Origins – fighting racism in housing
When the Windrush Generation came to Britain, followed by people from south-east Asia, on the heels of earlier migrations from Ireland, they faced rampant racism in the housing system, immortalised by the “No Irish. No Blacks. No Dogs” in the front windows of cheap board and lodging houses.
This form of low-end private landlordism in the 1960s and 1970s, of which Peter Rachman was the emblem, exploited the new arrivals, who usually had very little choice but to accept the low quality accommodation, intimidation and harassment that was on offer.
That these communities still experience racial harassment, as witnessed by today’s Windrush Generation immigration scandal, is deeply worrying to BMENational, which continues to make the case for the valuable contributions these migrant communities have made to the economy, public services and culture of Britain.
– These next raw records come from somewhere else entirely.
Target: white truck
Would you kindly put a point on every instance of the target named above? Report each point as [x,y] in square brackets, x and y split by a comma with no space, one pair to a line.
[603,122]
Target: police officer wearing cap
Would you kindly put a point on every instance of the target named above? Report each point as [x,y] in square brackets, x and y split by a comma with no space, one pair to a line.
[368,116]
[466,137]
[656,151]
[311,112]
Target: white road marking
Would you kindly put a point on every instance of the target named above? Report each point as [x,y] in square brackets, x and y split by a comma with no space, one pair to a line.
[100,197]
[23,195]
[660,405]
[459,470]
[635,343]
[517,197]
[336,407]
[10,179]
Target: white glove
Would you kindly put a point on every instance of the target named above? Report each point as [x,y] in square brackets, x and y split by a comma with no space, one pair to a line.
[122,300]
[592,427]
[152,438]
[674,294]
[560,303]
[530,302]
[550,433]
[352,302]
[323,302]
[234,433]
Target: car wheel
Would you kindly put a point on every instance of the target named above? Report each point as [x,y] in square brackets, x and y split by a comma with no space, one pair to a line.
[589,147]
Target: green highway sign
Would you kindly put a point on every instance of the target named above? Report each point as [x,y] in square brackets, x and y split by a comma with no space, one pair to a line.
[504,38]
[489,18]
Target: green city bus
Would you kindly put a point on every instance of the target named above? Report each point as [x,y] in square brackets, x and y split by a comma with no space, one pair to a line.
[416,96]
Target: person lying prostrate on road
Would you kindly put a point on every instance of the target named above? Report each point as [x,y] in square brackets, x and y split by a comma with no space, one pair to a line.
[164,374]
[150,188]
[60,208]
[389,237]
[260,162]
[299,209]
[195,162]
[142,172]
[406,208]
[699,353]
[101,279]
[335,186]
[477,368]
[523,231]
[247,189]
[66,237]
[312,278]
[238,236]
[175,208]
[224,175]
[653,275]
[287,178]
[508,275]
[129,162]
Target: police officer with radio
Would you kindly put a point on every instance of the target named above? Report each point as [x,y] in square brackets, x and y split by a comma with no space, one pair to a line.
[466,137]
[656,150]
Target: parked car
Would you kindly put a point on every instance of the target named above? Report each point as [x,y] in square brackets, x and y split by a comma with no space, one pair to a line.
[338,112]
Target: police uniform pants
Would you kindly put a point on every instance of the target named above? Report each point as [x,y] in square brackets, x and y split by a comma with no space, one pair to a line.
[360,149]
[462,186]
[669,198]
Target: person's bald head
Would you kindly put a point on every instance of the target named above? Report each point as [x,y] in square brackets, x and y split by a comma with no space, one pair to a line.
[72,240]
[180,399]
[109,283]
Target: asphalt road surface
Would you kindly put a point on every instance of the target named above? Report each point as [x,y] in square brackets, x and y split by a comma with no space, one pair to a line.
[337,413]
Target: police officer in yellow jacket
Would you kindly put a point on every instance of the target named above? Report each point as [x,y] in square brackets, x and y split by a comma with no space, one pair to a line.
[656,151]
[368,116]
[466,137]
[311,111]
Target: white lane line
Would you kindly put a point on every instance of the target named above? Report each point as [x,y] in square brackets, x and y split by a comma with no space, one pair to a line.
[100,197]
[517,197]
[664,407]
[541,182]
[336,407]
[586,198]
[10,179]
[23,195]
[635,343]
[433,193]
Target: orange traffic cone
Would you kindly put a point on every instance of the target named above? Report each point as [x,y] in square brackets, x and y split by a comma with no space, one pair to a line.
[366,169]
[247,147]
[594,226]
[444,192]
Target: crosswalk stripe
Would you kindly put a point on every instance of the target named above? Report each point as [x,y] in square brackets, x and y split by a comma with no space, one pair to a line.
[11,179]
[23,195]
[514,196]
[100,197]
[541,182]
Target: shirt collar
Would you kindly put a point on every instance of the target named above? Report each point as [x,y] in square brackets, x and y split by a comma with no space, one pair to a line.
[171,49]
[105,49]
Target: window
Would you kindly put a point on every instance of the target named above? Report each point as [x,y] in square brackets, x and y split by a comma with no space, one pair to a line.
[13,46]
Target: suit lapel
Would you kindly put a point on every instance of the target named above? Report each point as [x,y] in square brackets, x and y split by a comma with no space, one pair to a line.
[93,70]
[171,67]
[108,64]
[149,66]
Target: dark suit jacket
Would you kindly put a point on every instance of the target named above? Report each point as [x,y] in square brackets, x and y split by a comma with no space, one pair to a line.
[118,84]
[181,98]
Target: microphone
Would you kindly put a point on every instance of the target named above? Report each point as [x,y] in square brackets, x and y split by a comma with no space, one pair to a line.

Mobilising BME communities
Yet racism has always provided the basis for community mobilisation in BME communities. For example, in the 1980s, urban disturbances in Liverpool, Birmingham and Brixton were a catalyst for action culminating in the creation of around 100 BME housing associations between 1986 and 1992.
BME housing organisations, generally defined as letting to more than 80% BME applicants with a similar proportion of board members, have deep roots in the communities which we serve; mainly in London and the conurbations of the Midlands and the North.
Larger housing associations were, because of regulatory and funding conditions, encouraged to work in partnership with the first BME housing associations, created by the Housing Corporation’s BME Housing Strategy in 1986. Previously, BME housing organisations had been associated with community action and the Black Hostel Movement.
Alongside social regulator support, many mainstream housing associations, especially those working in areas of high BME concentration – typically inner London, Birmingham, Leicester, Nottingham, Sheffield, Bradford, Manchester, Liverpool and Bristol – formed housing development and management partnerships with BME housing associations.
The FBHO was an umbrella body for BME housing and community organisations, which represented the embryonic BME housing sector and lobbied government on its behalf. The FBHO was a highly visible, respected and largely effective advocate for the BME housing sector.
Through conferences, newsletters, research, lobbying and advocacy the FBHO enabled BME housing organisations to develop a high profile and secure ongoing funding from the public purse to support continuing expansion of housing and service provision.
However, the FBHO folded in 2008 for a variety of reasons. Before, during and after this time, a number of BME housing associations, such as Presentation in Notting Hill, HAMAC and Harambee in Birmingham, and more recently Ashram, were subsumed into larger mainstream housing groups.
BME housing – still here
Yet we are still here. There remain around 60 highly active BME housing organisations, of which about two thirds are members of BMENational, managing 60,000 homes and working as a bulwark against poverty in the nation’s most disadvantaged communities.
BMENational, formed in 2010 as a successor representative body to the FBHO under the auspices of the National Housing Federation, has resurrected the sector’s annual conference, has published a BME Housing Year Book to promote the sector alongside a new website and well-followed social media; and has launched the Migrant Rights website with CIH.
More recently, BMENational has partnered the Human City Institute in sector-wide research into the past, present and potential future of BME housing. The research sparked a high profile national campaign to promote future roles for the BME housing sector.
We are now engaged in extending our work as a collective, working in geographical and common interest clusters, often with local government and other housing associations, to ensure that the BME housing sector flourishes long into the future.